Memahami perbedaan yang berakar pada sains ini sebenarnya membawa dampak psikologis yang sangat melegakan bagi kita. Coba pikirkan, otak kita sering diam-diam menderita karena terus memaksakan ilusi efek domino pada kehidupan yang digerakkan oleh efek kupu-kupu. Kita sering merasa sangat bersalah atau merasa gagal total karena rencana hidup kita yang sudah disusun rapi (belajar A, kerja di B, sukses di C) tiba-tiba hancur berantakan hanya karena satu kejadian kecil yang di luar kendali. Padahal, begitulah cara alam semesta bekerja. Kita tidak sedang gagal, kita hanya sedang hidup di dalam sistem non-linear yang dinamis.

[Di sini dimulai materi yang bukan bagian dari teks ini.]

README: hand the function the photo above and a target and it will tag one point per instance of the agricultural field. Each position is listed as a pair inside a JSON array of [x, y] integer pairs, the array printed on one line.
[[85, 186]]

Lalu, apa yang bisa kita pelajari bersama dari sains dan teori kekacauan hari ini? Pertama, mari perlahan lepaskan ilusi bahwa kita bisa mengontrol dan memprediksi semua hasil akhir dalam hidup kita. Kedua, dan ini yang paling indah, sadarilah bahwa tindakan-tindakan kecil yang kita lakukan itu sangat bernilai. Sebuah senyuman tulus kepada orang asing di pagi hari, keputusan kecil untuk membaca buku lima menit sebelum tidur, atau sekadar menahan satu kalimat tajam saat kita sedang marah. Kita tidak akan pernah bisa memprediksi seberapa jauh gelombang kebaikan kecil itu menyebar, atau badai emosi apa yang berhasil kita cegah di masa depan. Jalan hidup kita memang tidak bergerak dalam garis lurus yang kaku, dan mungkin, justru di dalam ketidakpastian itulah letak keindahan hidup yang sebenarnya.